I use random.org to generate a random year, game, and plate appearance. I landed on 1989, game 104, and plate appearance 33 (of 70). This combination dropped me into a baseball-reference.com page on the Astros contest against the San Francisco Giants on July 29, 1989, and an inning called “the bottom of the fourth.”
The Houston Astros came into this game with a record of 58-45, three games behind the NL West Division leading Giants. Houston had lost game one of the three game series, 3-2 on Friday. This article is for the second game of the set.

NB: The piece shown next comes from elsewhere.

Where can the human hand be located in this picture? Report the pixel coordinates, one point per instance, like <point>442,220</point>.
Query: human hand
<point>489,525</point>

The Astros had Mark Portugal (1-1, 4.26) set to go. Portugal was in his fifth major league season, and the first with Houston. He would end up pitching a total of 15 season in the majors, finishing sixth in the NL Cy Young Award voting for the Astros in 1993, and winning an NL Silver Slugger Award at the pitching position for the Giants in 1994. San Francisco was relying on Rick Reuschel (13-4, 2.28). Reuschel had just turned 40-years-old, and had just appeared in his fourth All-Star game in the 17th season of a 19-season MLB career.
Setting the Scene
Bill Doran had set the Astros up with an early 1-0 lead by knocking in Craig Biggio with a sacrifice fly. In the second inning, the club touched up Reuschel for three more runs on two homers, courtesy of Eric Anthony (1) and Biggio (7). Will Clark (16) got one back for the Giants in the third on a solo shot off Portugal. After the Giants went down 1-2-3 in their half of the fourth, we get to our plate appearance.

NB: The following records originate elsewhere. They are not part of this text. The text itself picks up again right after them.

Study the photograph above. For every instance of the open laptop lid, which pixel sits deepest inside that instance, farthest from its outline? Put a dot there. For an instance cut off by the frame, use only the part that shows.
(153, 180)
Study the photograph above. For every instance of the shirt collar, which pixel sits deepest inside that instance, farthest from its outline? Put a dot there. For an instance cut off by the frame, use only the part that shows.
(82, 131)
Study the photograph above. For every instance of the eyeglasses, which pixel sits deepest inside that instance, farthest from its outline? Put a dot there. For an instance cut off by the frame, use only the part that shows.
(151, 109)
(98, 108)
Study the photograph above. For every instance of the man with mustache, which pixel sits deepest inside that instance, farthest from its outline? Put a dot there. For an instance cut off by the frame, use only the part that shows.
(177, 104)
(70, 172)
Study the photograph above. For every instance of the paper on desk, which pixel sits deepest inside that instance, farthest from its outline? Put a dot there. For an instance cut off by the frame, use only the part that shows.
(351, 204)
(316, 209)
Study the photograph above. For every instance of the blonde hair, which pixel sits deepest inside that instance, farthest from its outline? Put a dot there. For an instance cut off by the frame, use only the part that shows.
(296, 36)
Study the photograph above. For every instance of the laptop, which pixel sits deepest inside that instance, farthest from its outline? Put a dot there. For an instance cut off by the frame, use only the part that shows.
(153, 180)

The “Random” Plate Appearance
As far back as 1989, there wasn’t a whole lot of individual pitch tracking. That is, the only thing I can see for sure is that the plate appearance lasted four pitches, and our hero, Gerald Young, had dropped down to a 1-2 count. On the final pitch of the at bat, he grounded out to Giants second baseman Robby Thompson, who threw it to Clark without incident. Houston’s odds of victory began the plate appearance at 88 percent, and dropped to 87 percent with it’s conclusion. With a 4-1 lead, even that early in the game, the incident had a leverage index of just 0.35, indicating that it wasn’t of very much importance. Any little thing can swing a game, but in hindsight we can see that this wasn’t of much import.
The Rest of the Game
The Astros continued to pour it on, touching up Giants reliever Trevor Wilson for another three runs on another pair of homers in the bottom of the fifth. Glenn Davis (22) and Ken Caminiti (6) were the guilty parties. Biggio added a sixth-inning RBI-single for an 8-1 lead and the eventual final score. Portugal went all nine frames, striking out eight and surrendering just the one run on three hits and three walks. He put 69-of-112 pitches in the strike zone, and finished with a GameScore of 82. In a sign of the times, the game only lasted 2:13, and there were a total of 39,608 butts filling seats in the Astrodome.
Would you like to see it? Well you can’t! The closest I could find was from a week later, also against the Giants. Got two and a half hours?
The Astros won the following day as well, by a 6-2 final score to pull within one game of the Division lead. Biggio won his first NL Silver Slugger Award (of five) on his way to an eventual Hall of Fame career. Davis appeared in his second all-star game, and finished seventh in the NL MVP Award vote, hitting .269 with 34 homers and 89 RBI. The Astros went 26-31 after their series win against San Francisco to finish at 86-76, six games behind the NL West Division champion Giants (and three games behind the San Diego Padres). Houston wouldn’t get back to the postseason until 1997.